Most of the children were murdered at the Nazi concentration camp Auschwitz.
Immediate conservation is necessary as the shoes are in danger of disappearing as a historic documentation of the atrocities committed by the Nazi regime.
An initial donation from the Neishlos Foundation has enabled work to begin. The global initiative will support the ongoing project.
Auschwitz-Birkenau survivors Arie Pinsker and Bogdan Barnikowski were children at the camp and participated in a ceremony at the Conservation Laboratories at the Auschwitz Memorial.
Arie recalled how he lost his entire family in the gas chambers except for his older brother who saved his life. Of 1,000 children in his barrack enduring experiments, only four survived.
The conservation project will continue for two years. International MOTL said there was a moral obligation to preserve the shoes.
The organisation’s president Phyllis Greenberg Heideman said, “We see the conservation of the shoes of these innocent children as an eternal testimony to the brutality of the Nazi regime as well as a significant educational initiative.”
Foundation president Eitan Nieshlos is the grandson of Holocaust survivors.
He said, “In so many cases, the tiny shoes left at Auschwitz are all that is left of young Jewish children murdered by the Nazis. By preserving these iconic shoes, we are preserving the memory of Jewish children who were the victims of perhaps the Nazis’ most harrowing cruelty. It is our responsibility as the next generation to keep their memories alive and give them a voice from the darkness.”
Dr.
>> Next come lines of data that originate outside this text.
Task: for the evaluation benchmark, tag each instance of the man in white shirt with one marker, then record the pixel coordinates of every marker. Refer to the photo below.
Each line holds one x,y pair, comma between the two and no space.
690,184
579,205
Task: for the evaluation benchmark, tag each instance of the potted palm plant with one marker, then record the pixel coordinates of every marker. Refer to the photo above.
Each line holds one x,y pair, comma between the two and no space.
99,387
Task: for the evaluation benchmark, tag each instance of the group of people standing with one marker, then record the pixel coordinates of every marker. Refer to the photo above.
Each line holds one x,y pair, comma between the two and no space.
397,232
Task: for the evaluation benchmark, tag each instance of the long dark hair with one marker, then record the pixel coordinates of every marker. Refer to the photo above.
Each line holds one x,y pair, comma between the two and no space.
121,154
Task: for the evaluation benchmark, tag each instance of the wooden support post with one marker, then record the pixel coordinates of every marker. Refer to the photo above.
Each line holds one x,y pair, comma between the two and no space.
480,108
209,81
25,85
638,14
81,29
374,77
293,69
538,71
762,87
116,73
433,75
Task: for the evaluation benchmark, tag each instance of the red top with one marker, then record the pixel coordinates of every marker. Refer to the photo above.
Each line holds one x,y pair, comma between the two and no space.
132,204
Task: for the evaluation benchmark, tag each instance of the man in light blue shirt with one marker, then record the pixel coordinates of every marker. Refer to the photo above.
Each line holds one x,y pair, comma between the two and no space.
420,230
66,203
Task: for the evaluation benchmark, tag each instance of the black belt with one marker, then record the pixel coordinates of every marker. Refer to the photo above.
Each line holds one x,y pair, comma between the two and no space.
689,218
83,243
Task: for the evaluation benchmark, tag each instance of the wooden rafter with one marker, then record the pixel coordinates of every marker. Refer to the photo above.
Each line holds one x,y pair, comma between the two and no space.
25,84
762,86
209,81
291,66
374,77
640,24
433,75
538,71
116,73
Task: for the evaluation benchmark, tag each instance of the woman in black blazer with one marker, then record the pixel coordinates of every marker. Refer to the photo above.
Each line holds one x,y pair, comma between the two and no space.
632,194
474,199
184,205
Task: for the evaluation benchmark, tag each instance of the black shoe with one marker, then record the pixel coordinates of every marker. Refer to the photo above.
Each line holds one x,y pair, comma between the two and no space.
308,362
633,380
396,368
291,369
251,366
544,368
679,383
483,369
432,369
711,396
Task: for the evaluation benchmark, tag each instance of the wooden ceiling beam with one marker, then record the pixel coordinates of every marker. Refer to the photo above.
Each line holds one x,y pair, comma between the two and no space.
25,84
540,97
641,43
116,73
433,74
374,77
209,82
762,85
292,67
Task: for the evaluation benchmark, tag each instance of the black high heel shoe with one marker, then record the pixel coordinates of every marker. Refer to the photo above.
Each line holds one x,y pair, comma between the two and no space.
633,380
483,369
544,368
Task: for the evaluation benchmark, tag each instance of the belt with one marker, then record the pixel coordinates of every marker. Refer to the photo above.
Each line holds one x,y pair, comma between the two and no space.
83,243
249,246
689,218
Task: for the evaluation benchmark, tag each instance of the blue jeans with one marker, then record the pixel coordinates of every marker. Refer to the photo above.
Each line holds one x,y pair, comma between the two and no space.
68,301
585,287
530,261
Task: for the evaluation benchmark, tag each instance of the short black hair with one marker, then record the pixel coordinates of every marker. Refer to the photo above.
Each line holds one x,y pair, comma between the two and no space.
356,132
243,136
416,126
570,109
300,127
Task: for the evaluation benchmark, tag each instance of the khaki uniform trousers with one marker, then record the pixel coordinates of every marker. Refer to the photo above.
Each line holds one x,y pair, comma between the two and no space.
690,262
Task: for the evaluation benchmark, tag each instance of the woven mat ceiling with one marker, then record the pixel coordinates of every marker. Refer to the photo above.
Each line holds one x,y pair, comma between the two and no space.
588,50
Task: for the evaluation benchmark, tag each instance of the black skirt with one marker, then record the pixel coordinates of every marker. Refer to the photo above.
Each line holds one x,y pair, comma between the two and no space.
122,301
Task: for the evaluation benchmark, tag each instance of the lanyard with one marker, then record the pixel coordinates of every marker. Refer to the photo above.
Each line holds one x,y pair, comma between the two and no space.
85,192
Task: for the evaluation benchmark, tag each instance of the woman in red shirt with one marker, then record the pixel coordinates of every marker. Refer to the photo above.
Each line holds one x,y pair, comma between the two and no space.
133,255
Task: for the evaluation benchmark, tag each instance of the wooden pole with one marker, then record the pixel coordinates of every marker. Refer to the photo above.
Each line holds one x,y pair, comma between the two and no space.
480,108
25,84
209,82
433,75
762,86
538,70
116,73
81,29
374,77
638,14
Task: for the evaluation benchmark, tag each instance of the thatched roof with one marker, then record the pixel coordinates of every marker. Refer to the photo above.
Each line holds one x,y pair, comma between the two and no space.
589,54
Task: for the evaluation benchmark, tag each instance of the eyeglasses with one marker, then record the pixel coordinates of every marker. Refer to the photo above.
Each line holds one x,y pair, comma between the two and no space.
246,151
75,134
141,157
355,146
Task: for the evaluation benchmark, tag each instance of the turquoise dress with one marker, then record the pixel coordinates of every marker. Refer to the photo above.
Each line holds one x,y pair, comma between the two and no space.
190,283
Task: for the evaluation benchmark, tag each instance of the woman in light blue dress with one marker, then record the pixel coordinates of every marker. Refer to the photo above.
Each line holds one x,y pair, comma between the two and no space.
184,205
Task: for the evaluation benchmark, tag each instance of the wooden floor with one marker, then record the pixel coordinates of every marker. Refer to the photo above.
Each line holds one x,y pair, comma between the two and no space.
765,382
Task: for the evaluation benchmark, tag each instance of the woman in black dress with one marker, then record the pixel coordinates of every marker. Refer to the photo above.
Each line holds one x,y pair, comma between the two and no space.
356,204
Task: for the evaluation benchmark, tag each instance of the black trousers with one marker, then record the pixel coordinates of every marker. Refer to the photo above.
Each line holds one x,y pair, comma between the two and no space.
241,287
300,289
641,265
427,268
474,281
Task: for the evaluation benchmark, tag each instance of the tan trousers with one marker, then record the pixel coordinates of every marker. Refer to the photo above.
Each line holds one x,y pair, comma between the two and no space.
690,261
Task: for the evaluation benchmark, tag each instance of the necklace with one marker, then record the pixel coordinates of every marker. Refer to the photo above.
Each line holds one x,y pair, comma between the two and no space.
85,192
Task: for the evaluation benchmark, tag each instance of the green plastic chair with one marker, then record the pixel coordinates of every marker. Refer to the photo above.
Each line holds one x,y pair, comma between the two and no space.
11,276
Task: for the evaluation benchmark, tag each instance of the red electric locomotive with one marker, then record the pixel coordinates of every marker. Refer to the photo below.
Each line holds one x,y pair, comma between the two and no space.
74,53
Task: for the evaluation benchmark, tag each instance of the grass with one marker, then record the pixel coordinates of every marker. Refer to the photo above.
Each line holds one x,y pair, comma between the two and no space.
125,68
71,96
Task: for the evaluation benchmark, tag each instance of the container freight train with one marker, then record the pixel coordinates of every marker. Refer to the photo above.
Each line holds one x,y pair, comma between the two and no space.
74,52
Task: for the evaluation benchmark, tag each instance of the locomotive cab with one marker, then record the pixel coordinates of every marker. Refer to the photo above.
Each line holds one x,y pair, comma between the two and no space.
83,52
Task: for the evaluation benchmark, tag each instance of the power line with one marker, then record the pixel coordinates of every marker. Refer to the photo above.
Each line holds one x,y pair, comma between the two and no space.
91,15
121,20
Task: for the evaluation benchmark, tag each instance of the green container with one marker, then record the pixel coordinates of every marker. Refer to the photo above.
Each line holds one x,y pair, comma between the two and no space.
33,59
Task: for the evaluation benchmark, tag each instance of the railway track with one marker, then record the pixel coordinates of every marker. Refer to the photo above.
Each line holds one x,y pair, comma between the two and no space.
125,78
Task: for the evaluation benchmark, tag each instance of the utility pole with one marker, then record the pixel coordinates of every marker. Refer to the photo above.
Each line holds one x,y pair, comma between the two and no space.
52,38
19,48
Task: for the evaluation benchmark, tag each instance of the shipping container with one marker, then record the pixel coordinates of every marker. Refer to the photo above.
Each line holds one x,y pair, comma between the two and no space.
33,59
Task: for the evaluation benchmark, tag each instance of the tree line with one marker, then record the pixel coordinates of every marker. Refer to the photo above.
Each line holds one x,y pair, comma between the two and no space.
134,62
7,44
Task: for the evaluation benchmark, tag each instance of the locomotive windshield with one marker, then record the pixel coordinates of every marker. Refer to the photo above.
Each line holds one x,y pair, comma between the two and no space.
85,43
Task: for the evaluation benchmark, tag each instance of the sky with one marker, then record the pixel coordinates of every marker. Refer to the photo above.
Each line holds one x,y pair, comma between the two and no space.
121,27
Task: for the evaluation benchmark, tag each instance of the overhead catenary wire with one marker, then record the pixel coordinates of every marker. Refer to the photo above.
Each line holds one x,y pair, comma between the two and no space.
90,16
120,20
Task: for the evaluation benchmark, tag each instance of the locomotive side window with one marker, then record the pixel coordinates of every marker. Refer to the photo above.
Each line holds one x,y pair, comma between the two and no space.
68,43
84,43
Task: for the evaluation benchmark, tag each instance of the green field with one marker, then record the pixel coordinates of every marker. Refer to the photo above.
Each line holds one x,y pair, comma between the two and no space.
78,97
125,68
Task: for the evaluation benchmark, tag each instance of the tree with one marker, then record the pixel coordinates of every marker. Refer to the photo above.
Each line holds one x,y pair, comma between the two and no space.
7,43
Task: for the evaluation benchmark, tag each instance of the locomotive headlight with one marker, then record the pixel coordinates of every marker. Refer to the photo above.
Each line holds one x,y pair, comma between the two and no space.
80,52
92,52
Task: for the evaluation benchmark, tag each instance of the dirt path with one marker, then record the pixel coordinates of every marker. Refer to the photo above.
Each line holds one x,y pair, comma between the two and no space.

Piotr M. A. Cywinski, Auschwitz Memorial director, commented, “For many people one of the places that moves them most is the room where several thousand shoes belonging to the youngest victims are displayed. The murder of over 200,000 children at Auschwitz is impossible to comprehend. The contrast between the cruelty and callousness of the adult world is perhaps most vividly illustrated in Auschwitz precisely in the juxtaposition with the trusting, curious, innocent and defenceless children who were thrown into a world they could not understand. And this world is preserved in every single shoe. Only these shoes remained after so many children. That is why we must do everything to preserve them for as long as possible.”
Wojciech Soczewica, Auschwitz Foundation director general added, “The tiny shoes of the youngest victims of Auschwitz are a special symbol of the crimes perpetrated there. They require preservation, like all other personal items saved by the Museum’s conservators, but they evoke a sense of even greater responsibility on the part of our generation to preserve them for the future.”
Among 1.3 million people deported to Auschwitz were 232,000 children up to the age of 18.
The largest numbers of children arrived at the camp in the second half of 1942. The majority were Jewish and immediately murdered on arrival.
When Soviet troops liberated Auschwitz in 1945, only about 500 children under 15 years of age were left in the camp, all suffering from diseases and malnutrition.